Unlike with the specific towns of these other islands, the entire island of Sardina’s ancient folklore is put on display during “Carnevale,” with each small town having its own distinct ghostly mask design. However the town of Oristano, with its festivities starting January 17th, not only holds costumed parades, but also horse races and the famous festival called “La Sartiglia,” being the reenactment of a medieval jousting tournament.

Putignano has by far the oldest and longest “Carnevale” in Italy, as they begin as early as December 26th with the “Festa delle Propaggini,” or the Feast for Santo Stefano in English, before finishing two months after with its final parade and famous “funeral” for “Carnevale.” The time in between consists of constant celebration, with the usual masks, parties, confetti, parades, and floats. 

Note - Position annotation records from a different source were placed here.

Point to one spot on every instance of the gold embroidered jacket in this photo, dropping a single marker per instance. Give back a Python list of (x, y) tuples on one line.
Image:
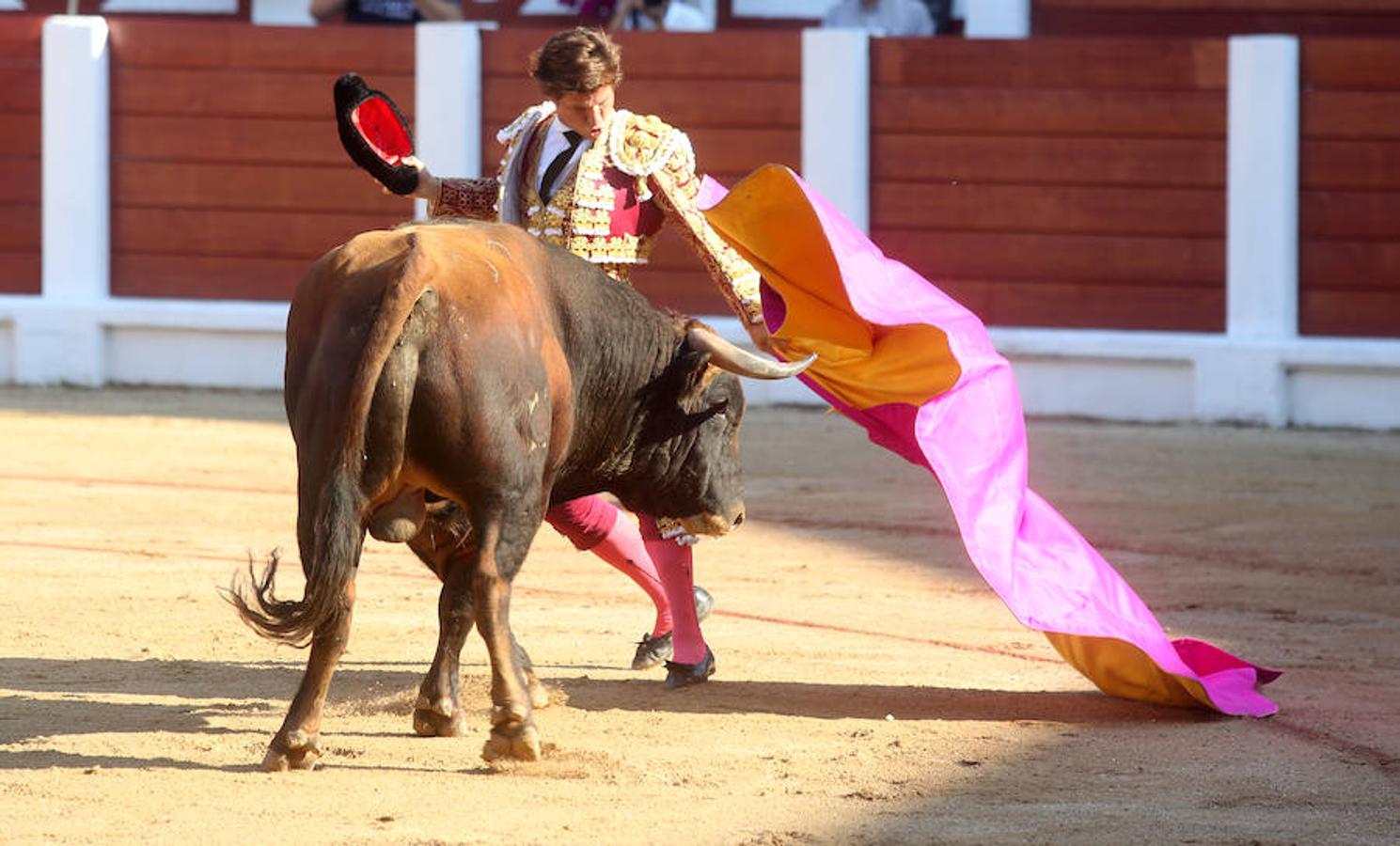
[(638, 174)]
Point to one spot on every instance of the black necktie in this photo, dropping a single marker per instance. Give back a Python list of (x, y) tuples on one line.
[(546, 185)]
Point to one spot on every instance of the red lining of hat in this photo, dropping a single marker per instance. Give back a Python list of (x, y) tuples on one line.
[(381, 129)]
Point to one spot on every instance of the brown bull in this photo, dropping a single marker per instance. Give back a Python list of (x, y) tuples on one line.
[(446, 384)]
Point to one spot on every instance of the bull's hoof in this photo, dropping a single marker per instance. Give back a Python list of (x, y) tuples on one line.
[(400, 520), (512, 741), (429, 723), (437, 717), (295, 751), (538, 695)]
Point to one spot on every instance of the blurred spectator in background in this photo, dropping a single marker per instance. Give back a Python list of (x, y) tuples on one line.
[(881, 17), (386, 11), (670, 16)]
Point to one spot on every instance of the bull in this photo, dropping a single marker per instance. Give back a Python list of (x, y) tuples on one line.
[(444, 385)]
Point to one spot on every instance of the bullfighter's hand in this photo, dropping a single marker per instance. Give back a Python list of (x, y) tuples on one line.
[(679, 535), (759, 334)]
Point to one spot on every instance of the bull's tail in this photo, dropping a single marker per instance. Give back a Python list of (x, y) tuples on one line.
[(338, 538), (337, 534)]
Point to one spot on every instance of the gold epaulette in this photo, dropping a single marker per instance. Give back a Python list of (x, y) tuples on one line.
[(641, 145)]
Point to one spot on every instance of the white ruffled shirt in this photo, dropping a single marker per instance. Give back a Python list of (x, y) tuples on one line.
[(556, 143)]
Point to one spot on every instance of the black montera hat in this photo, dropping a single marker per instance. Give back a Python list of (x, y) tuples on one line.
[(374, 133)]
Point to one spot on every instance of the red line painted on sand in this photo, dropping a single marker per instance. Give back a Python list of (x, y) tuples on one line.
[(556, 593), (90, 480)]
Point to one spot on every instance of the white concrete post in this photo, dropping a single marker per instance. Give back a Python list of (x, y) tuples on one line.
[(65, 343), (997, 19), (836, 119), (1245, 379), (1262, 208), (448, 100)]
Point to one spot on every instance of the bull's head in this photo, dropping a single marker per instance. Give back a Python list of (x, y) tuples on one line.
[(690, 445)]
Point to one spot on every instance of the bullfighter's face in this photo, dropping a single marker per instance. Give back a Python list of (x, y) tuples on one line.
[(587, 112)]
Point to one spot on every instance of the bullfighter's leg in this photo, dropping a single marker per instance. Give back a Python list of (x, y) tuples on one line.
[(448, 548), (297, 744), (597, 525), (693, 662), (506, 538)]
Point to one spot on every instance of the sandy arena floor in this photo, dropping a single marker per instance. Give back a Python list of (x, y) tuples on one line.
[(870, 688)]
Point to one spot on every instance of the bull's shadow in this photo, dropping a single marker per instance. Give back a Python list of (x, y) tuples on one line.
[(214, 688)]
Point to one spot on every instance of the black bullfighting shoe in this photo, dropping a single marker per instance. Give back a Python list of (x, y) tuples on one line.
[(684, 675), (654, 650)]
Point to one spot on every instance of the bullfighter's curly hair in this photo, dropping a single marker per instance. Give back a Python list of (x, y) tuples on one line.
[(575, 62)]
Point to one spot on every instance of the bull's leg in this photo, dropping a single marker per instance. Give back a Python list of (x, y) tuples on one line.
[(297, 745), (448, 548), (438, 709), (504, 542)]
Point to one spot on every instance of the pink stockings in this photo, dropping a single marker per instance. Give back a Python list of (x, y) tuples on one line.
[(657, 565)]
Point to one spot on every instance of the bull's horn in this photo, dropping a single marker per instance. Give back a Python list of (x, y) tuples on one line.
[(733, 359)]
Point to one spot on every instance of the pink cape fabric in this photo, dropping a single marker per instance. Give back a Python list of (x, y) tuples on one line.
[(973, 439)]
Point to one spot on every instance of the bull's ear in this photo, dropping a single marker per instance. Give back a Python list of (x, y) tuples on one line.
[(692, 368)]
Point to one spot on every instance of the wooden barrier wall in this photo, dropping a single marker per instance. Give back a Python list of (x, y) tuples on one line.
[(227, 173), (1214, 19), (1039, 182), (736, 96), (1056, 182), (20, 145), (1350, 180)]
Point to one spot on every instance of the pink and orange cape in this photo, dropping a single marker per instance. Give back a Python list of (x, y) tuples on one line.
[(919, 371)]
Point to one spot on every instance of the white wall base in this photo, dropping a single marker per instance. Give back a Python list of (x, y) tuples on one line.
[(143, 342), (6, 351), (1151, 377), (1177, 377)]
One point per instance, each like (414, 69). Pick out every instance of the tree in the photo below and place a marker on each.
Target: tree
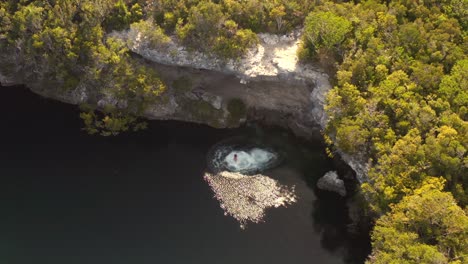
(425, 227)
(325, 30)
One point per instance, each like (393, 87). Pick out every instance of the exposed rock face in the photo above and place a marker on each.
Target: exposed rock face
(331, 182)
(274, 86)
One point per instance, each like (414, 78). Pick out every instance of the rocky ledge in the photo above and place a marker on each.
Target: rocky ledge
(271, 84)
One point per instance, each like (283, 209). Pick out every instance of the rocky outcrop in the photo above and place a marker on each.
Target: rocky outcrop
(331, 182)
(275, 88)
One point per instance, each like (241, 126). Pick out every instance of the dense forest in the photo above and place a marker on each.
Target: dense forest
(399, 102)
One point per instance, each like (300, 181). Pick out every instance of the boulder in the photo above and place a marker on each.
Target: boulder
(331, 182)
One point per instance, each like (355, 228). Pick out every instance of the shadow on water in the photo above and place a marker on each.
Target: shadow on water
(67, 197)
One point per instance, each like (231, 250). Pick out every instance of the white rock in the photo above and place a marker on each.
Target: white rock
(331, 182)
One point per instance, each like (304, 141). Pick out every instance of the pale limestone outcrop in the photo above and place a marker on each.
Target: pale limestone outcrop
(331, 182)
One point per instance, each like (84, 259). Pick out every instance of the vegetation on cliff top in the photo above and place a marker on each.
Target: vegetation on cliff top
(400, 102)
(400, 98)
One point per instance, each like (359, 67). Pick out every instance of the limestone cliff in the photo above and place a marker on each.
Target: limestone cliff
(275, 88)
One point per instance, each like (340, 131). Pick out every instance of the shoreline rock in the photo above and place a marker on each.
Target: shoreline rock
(331, 182)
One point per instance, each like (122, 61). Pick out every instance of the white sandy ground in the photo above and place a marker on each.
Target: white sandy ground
(247, 197)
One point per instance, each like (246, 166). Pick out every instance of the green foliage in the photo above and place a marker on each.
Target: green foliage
(182, 84)
(65, 43)
(402, 75)
(400, 102)
(237, 110)
(325, 30)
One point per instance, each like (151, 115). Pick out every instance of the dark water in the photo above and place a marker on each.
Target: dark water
(66, 197)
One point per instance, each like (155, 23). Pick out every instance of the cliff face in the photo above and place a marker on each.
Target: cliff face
(275, 88)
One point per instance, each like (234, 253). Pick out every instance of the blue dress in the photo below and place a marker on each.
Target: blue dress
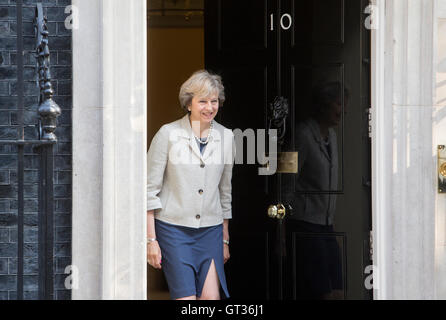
(187, 254)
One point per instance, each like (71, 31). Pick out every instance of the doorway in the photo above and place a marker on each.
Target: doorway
(175, 43)
(280, 55)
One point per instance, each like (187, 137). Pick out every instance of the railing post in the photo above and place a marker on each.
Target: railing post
(49, 111)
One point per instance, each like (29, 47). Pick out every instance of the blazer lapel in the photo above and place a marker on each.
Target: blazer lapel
(214, 140)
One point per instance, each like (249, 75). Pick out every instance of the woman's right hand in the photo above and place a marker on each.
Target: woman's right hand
(154, 254)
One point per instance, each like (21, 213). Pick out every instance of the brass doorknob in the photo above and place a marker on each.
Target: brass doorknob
(277, 211)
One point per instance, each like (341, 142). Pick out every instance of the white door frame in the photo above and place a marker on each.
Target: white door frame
(109, 149)
(403, 161)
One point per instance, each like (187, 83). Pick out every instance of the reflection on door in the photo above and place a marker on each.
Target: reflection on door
(314, 54)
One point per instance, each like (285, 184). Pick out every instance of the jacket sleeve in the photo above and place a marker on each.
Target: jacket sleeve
(225, 185)
(156, 164)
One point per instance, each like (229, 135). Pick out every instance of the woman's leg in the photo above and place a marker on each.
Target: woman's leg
(188, 298)
(211, 288)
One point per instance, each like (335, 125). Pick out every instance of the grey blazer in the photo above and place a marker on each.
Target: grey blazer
(185, 187)
(318, 172)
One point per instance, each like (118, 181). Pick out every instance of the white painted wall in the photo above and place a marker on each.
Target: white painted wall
(109, 149)
(439, 122)
(404, 163)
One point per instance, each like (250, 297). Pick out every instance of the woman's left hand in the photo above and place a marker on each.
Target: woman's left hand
(226, 254)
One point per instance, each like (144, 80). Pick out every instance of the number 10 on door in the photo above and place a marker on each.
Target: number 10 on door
(286, 21)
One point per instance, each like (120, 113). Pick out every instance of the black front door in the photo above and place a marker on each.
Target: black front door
(300, 67)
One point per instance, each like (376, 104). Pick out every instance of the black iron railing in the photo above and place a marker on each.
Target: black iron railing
(48, 112)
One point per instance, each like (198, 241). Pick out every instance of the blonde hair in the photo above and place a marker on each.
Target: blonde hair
(201, 84)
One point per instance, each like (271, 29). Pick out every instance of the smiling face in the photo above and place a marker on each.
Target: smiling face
(204, 109)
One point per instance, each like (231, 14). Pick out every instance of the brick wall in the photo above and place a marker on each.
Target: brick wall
(60, 47)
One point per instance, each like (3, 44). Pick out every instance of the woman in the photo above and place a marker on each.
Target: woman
(189, 194)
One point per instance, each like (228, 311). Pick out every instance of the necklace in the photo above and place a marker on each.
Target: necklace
(209, 135)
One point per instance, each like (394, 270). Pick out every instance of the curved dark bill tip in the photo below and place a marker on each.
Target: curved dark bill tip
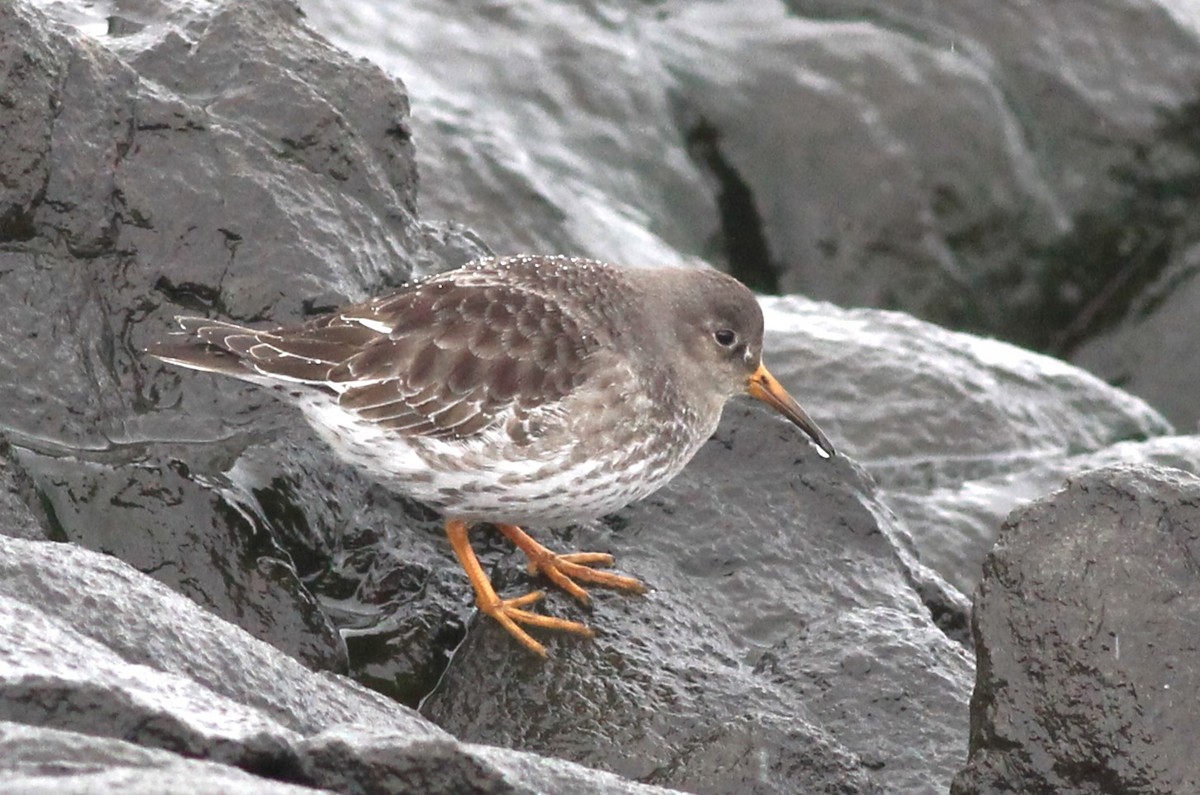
(763, 386)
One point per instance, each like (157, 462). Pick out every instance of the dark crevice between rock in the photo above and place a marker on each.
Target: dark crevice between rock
(743, 239)
(41, 507)
(1109, 267)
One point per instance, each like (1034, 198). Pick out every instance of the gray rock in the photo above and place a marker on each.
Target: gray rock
(1019, 171)
(49, 761)
(742, 568)
(89, 647)
(954, 526)
(226, 160)
(1085, 631)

Although not as popular as the prior, I wanted to research and mention Sicily’s version of “Carnevale” so that I could learn more about its traditions, as it was most likely the celebration that my grandparents, who were born in and immigrated from Mezzojuso, Sicily, most likely grew up with. Beyond this, Acireale is still notable as, every year, it hosts one of Sicily’s most spectacular carnivals, with improvising folk poets on the streets and absolutely phenomenal floats, such as traditional ones made of flowers and paper-mache, before once again ending off the celebration with a fireworks show. 

Although its occurrence at this time of the year makes it more difficult, I hope that one day I can experience “Il Carnevale” for myself, whether it be when I finally meet my relatives in Sicily, or if I travel to any of these other amazing parts of Italy. Although I may not be able to experience the celebration anytime soon, with the growing drop in COVID-19 cases in Italy, “Il Carnevale” was finally able to happen in person again this year, no doubt bringing nothing but smiles and joy to the Italians all over.